One concerning view revealed by the survey was that a substantial proportion of respondents described employee awareness and understanding of retirement policies as low (41%) or moderate (47%), with only 11% rating this factor as high. The report suggests this finding ‘highlights a potential knowledge gap that could impact employee retirement planning and decision-making’.

How a governance professional can help

Given that retirement age and succession planning are critical sustainability and ESG considerations to ensure business continuity and operational resilience – particularly for organisations working across multiple jurisdictions and in light of the SDG 8 goal to provide fair work for all, including seniors – governance professionals will be increasingly called upon to help their organisations navigate the new retirement landscape as society continues to age.

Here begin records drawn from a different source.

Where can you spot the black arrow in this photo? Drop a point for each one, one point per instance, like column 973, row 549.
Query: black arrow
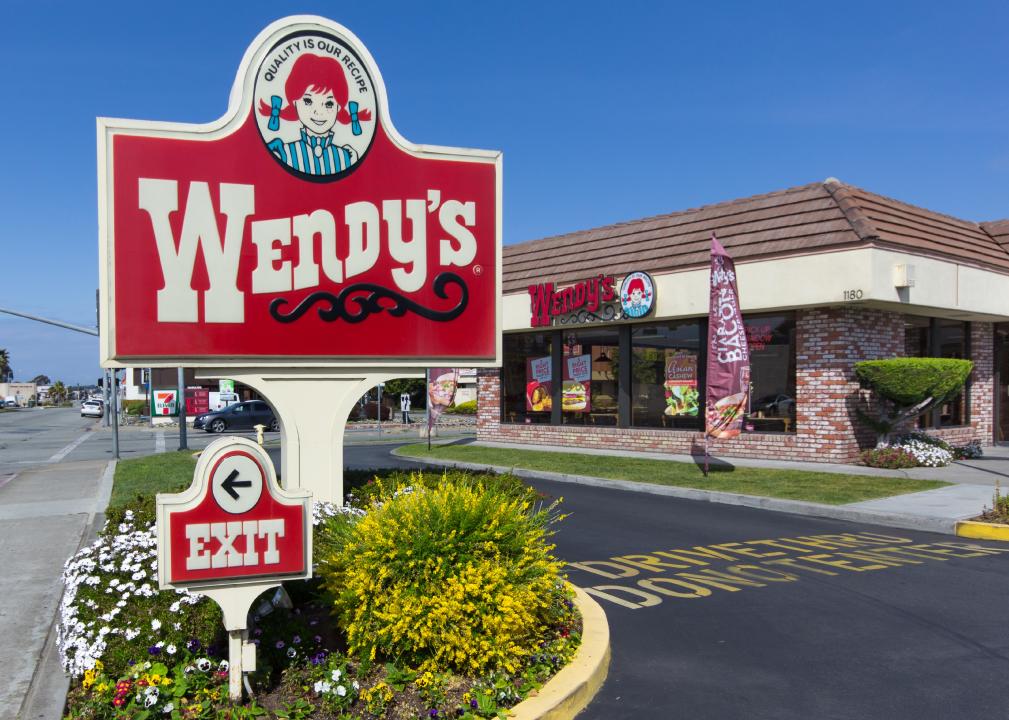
column 230, row 483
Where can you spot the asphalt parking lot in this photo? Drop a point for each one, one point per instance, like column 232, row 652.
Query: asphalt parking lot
column 718, row 611
column 725, row 612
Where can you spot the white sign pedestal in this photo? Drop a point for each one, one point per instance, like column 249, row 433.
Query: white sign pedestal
column 312, row 405
column 235, row 603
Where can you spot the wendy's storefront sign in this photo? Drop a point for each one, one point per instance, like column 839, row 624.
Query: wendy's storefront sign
column 299, row 226
column 591, row 301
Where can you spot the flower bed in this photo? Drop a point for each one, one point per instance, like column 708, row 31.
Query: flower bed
column 434, row 597
column 919, row 450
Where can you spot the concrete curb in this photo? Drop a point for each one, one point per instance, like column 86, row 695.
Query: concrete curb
column 983, row 530
column 928, row 523
column 570, row 691
column 46, row 696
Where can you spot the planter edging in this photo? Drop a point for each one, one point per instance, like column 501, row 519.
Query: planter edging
column 976, row 529
column 572, row 689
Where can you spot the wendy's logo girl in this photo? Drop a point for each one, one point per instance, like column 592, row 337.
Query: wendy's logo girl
column 637, row 294
column 314, row 128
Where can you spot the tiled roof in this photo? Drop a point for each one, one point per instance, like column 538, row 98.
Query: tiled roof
column 999, row 230
column 814, row 218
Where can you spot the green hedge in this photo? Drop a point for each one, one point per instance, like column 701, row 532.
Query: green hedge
column 908, row 381
column 463, row 408
column 134, row 407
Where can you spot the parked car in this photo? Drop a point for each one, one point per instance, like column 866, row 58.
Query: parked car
column 92, row 408
column 242, row 415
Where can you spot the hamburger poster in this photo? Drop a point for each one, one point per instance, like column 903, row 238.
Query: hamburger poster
column 539, row 384
column 575, row 390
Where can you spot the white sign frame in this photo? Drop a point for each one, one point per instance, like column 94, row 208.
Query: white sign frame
column 241, row 97
column 169, row 504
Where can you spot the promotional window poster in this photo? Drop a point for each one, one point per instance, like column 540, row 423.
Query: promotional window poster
column 442, row 382
column 576, row 388
column 682, row 397
column 539, row 387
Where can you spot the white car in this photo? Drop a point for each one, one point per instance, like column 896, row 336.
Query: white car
column 92, row 408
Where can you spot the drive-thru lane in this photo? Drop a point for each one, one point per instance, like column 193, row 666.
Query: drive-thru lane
column 763, row 617
column 777, row 620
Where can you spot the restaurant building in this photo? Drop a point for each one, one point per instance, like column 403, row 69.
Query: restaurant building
column 605, row 329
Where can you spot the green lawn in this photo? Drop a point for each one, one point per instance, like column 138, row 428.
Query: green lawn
column 830, row 488
column 145, row 477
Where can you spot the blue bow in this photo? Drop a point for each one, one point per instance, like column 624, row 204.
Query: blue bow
column 355, row 124
column 275, row 102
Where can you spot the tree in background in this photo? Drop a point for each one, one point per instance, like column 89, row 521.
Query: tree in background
column 6, row 371
column 58, row 392
column 906, row 388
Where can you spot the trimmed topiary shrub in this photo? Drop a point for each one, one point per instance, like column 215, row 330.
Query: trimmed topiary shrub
column 908, row 387
column 457, row 577
column 463, row 408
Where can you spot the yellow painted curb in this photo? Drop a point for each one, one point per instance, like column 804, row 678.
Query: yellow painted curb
column 572, row 689
column 983, row 530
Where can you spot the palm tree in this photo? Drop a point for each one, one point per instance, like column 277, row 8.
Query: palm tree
column 6, row 371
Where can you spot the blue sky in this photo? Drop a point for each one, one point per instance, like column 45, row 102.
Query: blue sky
column 604, row 111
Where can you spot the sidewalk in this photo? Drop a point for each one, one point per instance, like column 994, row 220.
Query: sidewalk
column 46, row 513
column 932, row 510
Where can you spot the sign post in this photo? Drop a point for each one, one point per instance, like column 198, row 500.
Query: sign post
column 233, row 534
column 306, row 250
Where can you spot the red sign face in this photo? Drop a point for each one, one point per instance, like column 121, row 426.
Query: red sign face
column 235, row 524
column 301, row 225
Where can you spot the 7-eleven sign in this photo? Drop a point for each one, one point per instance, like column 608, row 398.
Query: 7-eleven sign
column 164, row 402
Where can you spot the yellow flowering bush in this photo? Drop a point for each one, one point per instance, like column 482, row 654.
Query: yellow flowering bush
column 456, row 577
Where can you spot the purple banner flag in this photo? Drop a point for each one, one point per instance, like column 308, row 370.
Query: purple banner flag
column 727, row 355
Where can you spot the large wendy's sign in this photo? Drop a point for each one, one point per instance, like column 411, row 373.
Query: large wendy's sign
column 299, row 227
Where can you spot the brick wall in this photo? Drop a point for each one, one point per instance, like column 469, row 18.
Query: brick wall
column 982, row 391
column 828, row 343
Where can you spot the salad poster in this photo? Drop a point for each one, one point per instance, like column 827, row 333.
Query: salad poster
column 682, row 397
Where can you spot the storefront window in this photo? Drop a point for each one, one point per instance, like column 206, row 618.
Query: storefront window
column 589, row 383
column 772, row 373
column 666, row 391
column 527, row 386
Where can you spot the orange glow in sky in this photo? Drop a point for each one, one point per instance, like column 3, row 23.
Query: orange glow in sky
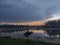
column 27, row 23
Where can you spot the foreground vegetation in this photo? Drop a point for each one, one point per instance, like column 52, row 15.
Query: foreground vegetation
column 10, row 41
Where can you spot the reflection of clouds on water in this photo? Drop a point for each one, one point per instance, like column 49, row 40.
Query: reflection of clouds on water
column 20, row 34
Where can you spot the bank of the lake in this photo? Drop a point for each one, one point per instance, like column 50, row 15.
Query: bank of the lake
column 12, row 41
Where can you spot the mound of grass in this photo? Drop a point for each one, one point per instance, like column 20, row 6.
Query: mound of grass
column 11, row 41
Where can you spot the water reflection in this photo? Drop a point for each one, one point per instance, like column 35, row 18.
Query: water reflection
column 36, row 33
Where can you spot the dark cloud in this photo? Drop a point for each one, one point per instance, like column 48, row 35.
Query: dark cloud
column 27, row 10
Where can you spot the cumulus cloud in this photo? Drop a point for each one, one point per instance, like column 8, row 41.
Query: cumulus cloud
column 27, row 10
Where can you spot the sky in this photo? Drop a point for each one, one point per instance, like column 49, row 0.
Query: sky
column 20, row 11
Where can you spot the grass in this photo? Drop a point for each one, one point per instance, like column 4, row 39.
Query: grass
column 11, row 41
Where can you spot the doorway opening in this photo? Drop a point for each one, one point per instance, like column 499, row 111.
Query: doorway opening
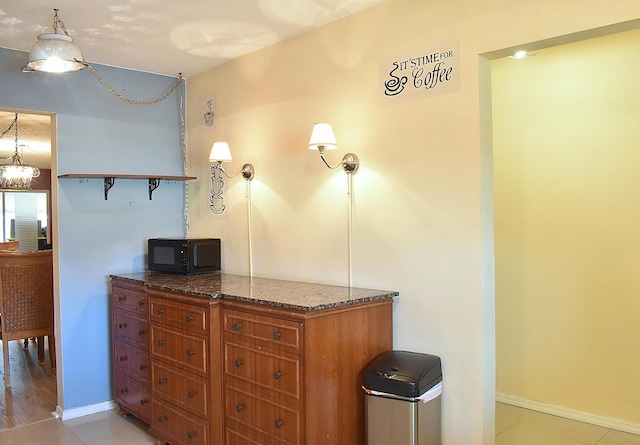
column 27, row 217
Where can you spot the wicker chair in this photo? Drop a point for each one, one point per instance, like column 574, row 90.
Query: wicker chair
column 26, row 302
column 9, row 245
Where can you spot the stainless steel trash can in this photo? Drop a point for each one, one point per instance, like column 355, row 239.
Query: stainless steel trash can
column 403, row 393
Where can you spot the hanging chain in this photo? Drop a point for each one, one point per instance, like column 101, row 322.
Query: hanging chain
column 183, row 141
column 134, row 101
column 13, row 122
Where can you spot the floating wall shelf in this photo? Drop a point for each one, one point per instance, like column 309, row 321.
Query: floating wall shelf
column 109, row 180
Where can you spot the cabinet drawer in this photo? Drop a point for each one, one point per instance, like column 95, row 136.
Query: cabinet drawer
column 130, row 300
column 133, row 396
column 131, row 329
column 180, row 349
column 176, row 427
column 275, row 372
column 183, row 389
column 180, row 315
column 131, row 360
column 273, row 420
column 267, row 331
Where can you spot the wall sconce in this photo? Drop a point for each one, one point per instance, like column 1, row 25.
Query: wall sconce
column 322, row 138
column 220, row 153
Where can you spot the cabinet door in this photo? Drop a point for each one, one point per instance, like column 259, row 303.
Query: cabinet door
column 180, row 349
column 131, row 360
column 178, row 427
column 179, row 315
column 269, row 332
column 133, row 396
column 272, row 421
column 272, row 371
column 131, row 329
column 130, row 300
column 186, row 390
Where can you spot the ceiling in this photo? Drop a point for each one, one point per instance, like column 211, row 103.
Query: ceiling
column 169, row 37
column 155, row 36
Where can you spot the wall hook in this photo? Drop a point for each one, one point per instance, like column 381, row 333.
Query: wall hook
column 208, row 116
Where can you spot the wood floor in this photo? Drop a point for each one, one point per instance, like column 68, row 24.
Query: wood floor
column 32, row 395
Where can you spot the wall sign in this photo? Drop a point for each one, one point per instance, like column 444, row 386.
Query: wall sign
column 421, row 74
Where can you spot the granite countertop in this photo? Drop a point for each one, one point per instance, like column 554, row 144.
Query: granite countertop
column 280, row 293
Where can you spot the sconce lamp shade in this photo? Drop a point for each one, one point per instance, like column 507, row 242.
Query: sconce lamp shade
column 220, row 152
column 322, row 136
column 55, row 53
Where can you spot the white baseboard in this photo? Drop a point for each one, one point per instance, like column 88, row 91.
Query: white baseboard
column 607, row 422
column 73, row 413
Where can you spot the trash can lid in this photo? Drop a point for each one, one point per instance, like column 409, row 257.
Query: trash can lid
column 403, row 373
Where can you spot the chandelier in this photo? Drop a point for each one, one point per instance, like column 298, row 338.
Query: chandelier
column 16, row 175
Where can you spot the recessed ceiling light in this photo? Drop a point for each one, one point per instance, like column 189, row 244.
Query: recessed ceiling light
column 523, row 54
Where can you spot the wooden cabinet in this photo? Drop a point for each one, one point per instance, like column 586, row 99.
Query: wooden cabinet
column 258, row 362
column 293, row 377
column 185, row 369
column 131, row 363
column 262, row 377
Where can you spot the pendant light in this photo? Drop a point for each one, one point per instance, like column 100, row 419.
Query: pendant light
column 54, row 52
column 17, row 175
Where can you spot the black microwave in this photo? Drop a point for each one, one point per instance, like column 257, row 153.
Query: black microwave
column 185, row 256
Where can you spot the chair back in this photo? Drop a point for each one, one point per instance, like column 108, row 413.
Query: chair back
column 9, row 245
column 26, row 294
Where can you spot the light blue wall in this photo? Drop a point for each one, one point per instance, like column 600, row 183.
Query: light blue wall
column 98, row 133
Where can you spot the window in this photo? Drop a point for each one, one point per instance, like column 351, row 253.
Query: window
column 25, row 218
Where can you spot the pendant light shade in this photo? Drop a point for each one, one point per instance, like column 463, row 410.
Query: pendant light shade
column 55, row 53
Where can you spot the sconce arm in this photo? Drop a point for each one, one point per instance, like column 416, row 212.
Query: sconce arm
column 349, row 163
column 247, row 171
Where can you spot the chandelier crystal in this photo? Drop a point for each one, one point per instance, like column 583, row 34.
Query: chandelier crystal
column 17, row 175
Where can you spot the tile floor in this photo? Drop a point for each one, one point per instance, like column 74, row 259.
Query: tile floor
column 514, row 426
column 97, row 429
column 518, row 426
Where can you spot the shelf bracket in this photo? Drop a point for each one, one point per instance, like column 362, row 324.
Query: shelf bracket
column 154, row 183
column 108, row 183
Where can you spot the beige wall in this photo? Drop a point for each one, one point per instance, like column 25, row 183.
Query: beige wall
column 422, row 201
column 566, row 153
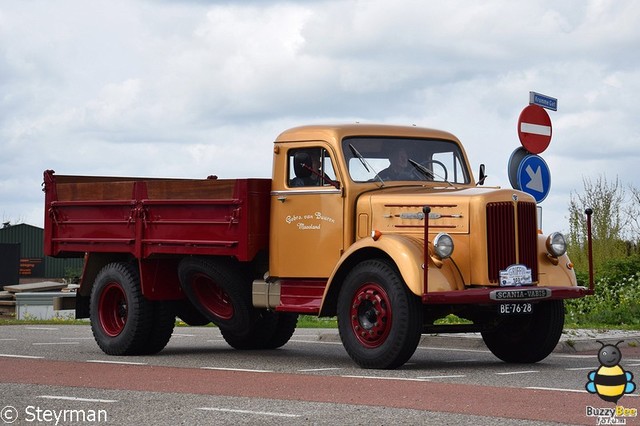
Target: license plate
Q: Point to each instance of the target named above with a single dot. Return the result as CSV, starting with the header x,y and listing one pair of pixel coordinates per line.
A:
x,y
515,308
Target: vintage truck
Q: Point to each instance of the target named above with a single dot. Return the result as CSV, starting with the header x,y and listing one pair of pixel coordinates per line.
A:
x,y
333,233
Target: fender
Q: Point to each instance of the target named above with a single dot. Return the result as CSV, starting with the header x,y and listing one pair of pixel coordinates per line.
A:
x,y
406,252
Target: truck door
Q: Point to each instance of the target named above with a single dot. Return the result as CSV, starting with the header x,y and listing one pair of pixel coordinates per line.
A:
x,y
306,216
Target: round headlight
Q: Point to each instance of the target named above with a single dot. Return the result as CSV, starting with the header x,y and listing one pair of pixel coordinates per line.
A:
x,y
443,245
556,244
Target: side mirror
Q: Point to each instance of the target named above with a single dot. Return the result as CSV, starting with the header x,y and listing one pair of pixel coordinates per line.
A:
x,y
482,176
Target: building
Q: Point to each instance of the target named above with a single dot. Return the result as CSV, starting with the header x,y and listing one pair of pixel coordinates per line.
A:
x,y
22,250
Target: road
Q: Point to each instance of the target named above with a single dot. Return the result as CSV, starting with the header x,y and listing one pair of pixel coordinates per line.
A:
x,y
48,372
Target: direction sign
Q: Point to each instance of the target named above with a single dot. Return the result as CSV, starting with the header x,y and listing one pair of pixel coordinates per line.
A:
x,y
534,129
534,177
543,100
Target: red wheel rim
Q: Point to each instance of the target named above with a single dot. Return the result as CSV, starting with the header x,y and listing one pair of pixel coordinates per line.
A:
x,y
112,309
211,296
371,315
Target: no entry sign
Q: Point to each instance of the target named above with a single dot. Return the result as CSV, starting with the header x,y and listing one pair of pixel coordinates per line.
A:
x,y
534,129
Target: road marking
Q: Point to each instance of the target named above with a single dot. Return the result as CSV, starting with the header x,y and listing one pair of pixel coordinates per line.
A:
x,y
557,389
317,342
74,398
21,356
432,348
453,376
102,361
257,413
248,370
42,328
385,378
574,356
517,372
320,369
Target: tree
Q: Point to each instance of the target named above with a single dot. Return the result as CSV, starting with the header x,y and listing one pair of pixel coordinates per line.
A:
x,y
610,222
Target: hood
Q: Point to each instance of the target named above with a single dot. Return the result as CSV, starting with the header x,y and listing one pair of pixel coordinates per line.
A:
x,y
400,209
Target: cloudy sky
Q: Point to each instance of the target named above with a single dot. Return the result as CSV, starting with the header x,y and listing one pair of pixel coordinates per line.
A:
x,y
193,88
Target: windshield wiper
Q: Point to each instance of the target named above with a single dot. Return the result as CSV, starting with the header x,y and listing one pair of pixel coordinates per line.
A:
x,y
365,164
429,174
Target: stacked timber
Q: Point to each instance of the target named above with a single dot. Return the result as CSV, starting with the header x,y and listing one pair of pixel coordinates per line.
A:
x,y
8,295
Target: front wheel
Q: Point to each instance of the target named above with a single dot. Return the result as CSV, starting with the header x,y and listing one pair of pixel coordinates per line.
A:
x,y
527,338
379,319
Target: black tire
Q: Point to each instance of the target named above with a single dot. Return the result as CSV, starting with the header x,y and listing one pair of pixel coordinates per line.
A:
x,y
379,319
270,330
121,318
164,320
527,338
220,291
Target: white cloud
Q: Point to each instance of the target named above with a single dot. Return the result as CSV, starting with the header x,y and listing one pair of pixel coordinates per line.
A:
x,y
198,88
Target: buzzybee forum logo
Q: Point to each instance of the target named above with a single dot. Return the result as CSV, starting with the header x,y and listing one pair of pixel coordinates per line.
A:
x,y
610,381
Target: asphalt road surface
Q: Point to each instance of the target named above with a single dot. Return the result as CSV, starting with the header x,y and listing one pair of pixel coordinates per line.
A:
x,y
58,375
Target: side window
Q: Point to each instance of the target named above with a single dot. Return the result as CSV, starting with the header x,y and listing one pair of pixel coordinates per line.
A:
x,y
453,167
310,167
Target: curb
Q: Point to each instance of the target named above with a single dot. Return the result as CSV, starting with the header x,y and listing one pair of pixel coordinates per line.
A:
x,y
571,341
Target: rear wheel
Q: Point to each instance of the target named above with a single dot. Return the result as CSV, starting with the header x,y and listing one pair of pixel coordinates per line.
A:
x,y
379,319
121,318
527,338
220,291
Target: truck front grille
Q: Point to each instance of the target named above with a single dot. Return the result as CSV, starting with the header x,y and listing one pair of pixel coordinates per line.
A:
x,y
511,237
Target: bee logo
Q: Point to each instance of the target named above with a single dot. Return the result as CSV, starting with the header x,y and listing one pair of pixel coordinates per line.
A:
x,y
610,381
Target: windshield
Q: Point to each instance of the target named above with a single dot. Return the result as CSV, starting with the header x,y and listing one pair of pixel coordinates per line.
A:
x,y
400,159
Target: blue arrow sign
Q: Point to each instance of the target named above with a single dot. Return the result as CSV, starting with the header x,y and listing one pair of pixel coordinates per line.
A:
x,y
534,177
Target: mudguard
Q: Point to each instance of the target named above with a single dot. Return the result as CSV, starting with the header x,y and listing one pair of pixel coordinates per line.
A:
x,y
406,252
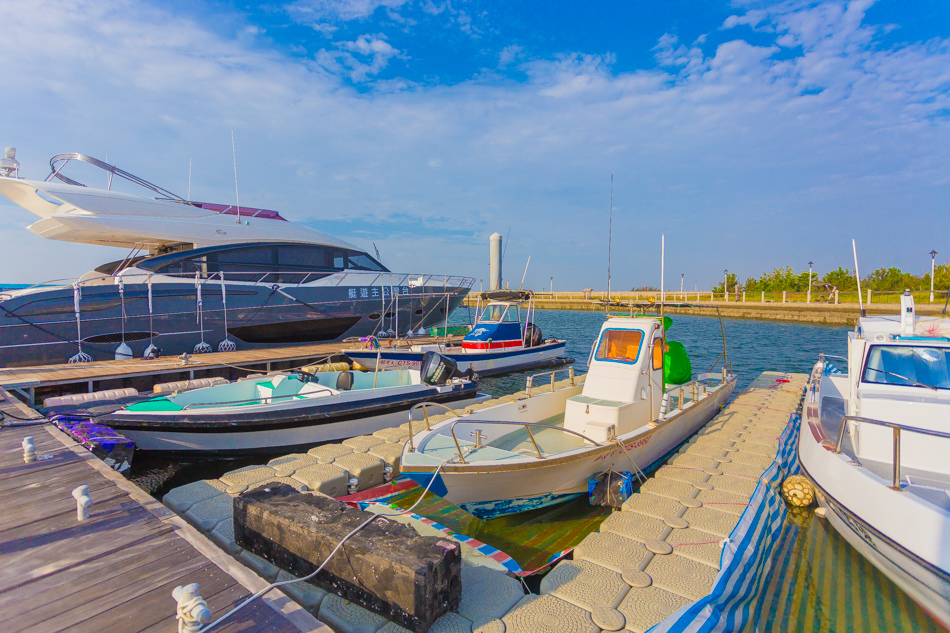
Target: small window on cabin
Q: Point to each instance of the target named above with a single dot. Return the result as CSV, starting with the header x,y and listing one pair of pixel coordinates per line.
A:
x,y
620,345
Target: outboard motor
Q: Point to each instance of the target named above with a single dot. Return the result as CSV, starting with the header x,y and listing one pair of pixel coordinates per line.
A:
x,y
436,369
532,335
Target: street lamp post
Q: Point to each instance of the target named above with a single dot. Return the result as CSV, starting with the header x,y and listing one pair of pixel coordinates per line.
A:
x,y
809,282
933,255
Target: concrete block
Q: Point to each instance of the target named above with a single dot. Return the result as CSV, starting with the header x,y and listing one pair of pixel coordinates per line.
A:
x,y
302,592
348,617
682,576
241,479
668,488
548,614
391,454
362,443
487,594
654,506
585,584
645,607
703,547
180,499
328,452
263,568
223,537
385,567
712,521
613,552
395,435
636,526
205,515
366,468
287,465
288,481
326,478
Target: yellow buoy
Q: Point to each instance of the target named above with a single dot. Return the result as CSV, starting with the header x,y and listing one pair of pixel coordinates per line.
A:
x,y
798,491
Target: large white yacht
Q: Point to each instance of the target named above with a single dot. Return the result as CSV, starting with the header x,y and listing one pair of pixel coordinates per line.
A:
x,y
196,277
875,441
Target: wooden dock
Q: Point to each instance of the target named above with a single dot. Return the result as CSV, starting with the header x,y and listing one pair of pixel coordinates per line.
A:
x,y
116,570
35,383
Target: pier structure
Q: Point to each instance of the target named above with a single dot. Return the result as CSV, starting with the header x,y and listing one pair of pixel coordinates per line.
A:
x,y
115,566
657,555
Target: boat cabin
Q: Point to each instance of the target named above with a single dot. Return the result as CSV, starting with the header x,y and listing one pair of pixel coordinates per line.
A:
x,y
624,386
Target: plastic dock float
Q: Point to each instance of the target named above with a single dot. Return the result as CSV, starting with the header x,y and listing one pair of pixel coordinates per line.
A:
x,y
114,569
691,545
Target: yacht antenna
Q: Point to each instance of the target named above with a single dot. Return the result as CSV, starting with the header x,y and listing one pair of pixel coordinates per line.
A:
x,y
662,275
236,197
610,227
525,274
857,276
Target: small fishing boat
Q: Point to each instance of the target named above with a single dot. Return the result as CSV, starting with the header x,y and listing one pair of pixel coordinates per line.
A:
x,y
500,341
543,449
287,412
874,442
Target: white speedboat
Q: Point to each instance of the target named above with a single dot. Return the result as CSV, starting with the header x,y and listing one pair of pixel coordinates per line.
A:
x,y
500,341
875,442
543,449
287,413
196,277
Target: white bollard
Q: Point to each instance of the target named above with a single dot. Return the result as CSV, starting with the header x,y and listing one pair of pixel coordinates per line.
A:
x,y
29,450
83,501
192,610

Rethinking the retirement age

Governance professionals are well placed to help their organisations rethink the retirement issue, in particular whether adopting the civil service regime of a statutory limit of 65 would be appropriate for the organisation, whether to disregard a set cut-off age in place of continued individual contractual arrangements, or even to use the age of 65 as a reset mechanism for post-retirement full- or part-time employment on a mutually agreed basis for operational needs – as long as performance obligations are met.

Managing the process

Devising and implementing a coherent retirement management process would be a valuable applied governance tool for the governance professional. Survey results demonstrate the need for clear and honest conversations up to a year prior to an anticipated retirement, allowing for comprehensive retirement planning, and to collaboratively address succession strategies and knowledge transfer.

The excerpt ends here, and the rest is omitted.